Wall clock estimate, assuming the kernel block is unblockable in Linux user-space (i.e. firmware/kernel only): 2-3 hours of focused work. If the only fix is a BIOS update from GPD that doesn't yet exist, Phase 2.1 is PARKED until GPD ships a new BIOS, in which case AgentSpyBoo should be advanced on a different axis (Phase 1.5 polish, mission catalog expansion, output format work) and Phase 2 deferred.


Addendum: Driver Unblocked (2026-04-15)

Status: NPU unblocked at driver level, blocked at inference runtime level.

What changed

  • A background agent root-caused the aie2_smu_init: Access power failed, ret -22 error: the out-of-tree amdxdna driver's POWER_OFF precheck was incorrect for Strix Point (PCI device 17f0). A patched .ko was built at ~/builds/amdxdna-patched/ on the GPD.
  • With the patched driver, modprobe amdxdna now binds successfully on cold boot. xrt-smi examine reports the NPU device. flm validate passes green.
  • Bug filed as amd/xdna-driver#1257 on GitHub. Max Zhen (AMD) responded with follow-up questions; thread closed from our end after correction (see below).

What's still blocked

  • FastFlowLM cannot handle protocol-7 opcodes used by Qwen3/GGUF models. When flm serve attempts inference with these models, it errors on unsupported opcodes. This is a FastFlowLM limitation, not a driver issue.
  • Llama 3.2 1B (protocol-compatible) may work on NPU via flm serve, but AgentSpyBoo's orchestration LLM is Qwen3-1.7B-GGUF which requires the unsupported opcodes.
  • Until FastFlowLM adds protocol-7 support (or we switch to a compatible model), NPU inference for AgentSpyBoo remains blocked.

Driver bug report notes

  • Filed amd/xdna-driver#1257 — POWER_OFF precheck on Strix Point, cold-boot A/B isolating firmware 1.1.2.64 vs 1.0.0.63.
  • Also filed CachyOS/CachyOS-PKGBUILDS#1311 — linux-firmware-other symlink inversion affecting amdnpu/17f0_10/ firmware path.
  • Critical correction: initial draft proposed backporting min_fw_version from the out-of-tree driver, which was wrong — Lizhi Hou's mainline commit 75c151ceaacf (merged 2026-02-25) uses a different mechanism (firmware-name fallback to npu_7.sbin). Draft rewritten owning the mistake.
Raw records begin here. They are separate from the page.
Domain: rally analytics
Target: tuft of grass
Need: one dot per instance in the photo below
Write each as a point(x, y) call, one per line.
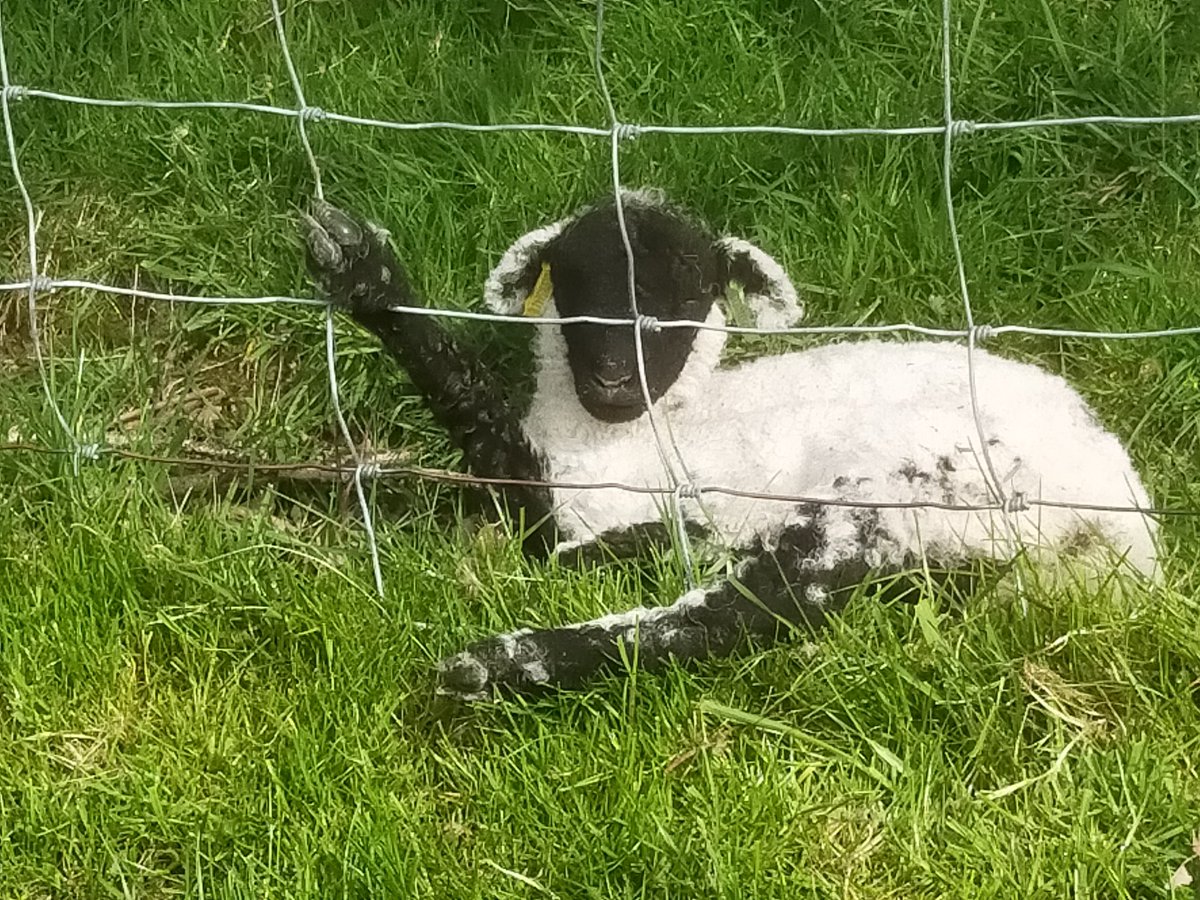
point(202, 696)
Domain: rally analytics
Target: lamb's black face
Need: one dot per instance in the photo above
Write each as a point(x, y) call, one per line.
point(677, 277)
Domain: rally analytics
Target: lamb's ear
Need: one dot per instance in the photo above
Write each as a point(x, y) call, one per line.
point(510, 282)
point(769, 293)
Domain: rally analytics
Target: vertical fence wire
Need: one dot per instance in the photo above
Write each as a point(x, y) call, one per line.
point(683, 487)
point(9, 93)
point(1008, 505)
point(306, 113)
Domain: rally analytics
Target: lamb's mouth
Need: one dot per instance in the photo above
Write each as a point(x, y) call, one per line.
point(613, 407)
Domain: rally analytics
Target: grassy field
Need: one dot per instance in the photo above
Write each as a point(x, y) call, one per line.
point(203, 696)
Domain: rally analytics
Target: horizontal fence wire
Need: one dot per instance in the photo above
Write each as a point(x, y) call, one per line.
point(982, 333)
point(629, 130)
point(363, 467)
point(347, 471)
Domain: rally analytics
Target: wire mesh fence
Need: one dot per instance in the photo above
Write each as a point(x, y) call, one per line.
point(361, 466)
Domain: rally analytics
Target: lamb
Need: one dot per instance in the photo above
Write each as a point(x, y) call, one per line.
point(856, 424)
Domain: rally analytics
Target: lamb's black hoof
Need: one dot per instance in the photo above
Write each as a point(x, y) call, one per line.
point(501, 665)
point(351, 261)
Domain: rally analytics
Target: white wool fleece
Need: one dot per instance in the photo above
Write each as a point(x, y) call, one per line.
point(876, 421)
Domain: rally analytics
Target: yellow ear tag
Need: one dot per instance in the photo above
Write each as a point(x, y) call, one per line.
point(537, 300)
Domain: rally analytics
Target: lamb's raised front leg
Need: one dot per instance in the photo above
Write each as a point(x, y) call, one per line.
point(771, 594)
point(352, 263)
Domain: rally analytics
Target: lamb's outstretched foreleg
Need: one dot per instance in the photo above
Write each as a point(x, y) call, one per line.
point(358, 271)
point(771, 594)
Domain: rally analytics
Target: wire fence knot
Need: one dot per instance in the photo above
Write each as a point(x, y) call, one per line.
point(648, 323)
point(1017, 502)
point(89, 453)
point(627, 131)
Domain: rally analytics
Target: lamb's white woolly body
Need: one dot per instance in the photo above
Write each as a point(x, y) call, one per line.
point(880, 421)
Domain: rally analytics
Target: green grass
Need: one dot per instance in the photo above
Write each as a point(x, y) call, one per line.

Implications for AgentSpyBoo

  • Phase 2 CPU track continues as the active path (Lemonade Server, Qwen3-1.7B-GGUF on CPU).
  • NPU path is no longer driver-blocked — it's FastFlowLM-blocked. When/if flm adds protocol-7 support, integration is still a one-line base-URL swap.
  • The patched .ko is not in the mainline kernel. Cold-booting requires modprobe with the patched module each boot until the fix is upstream.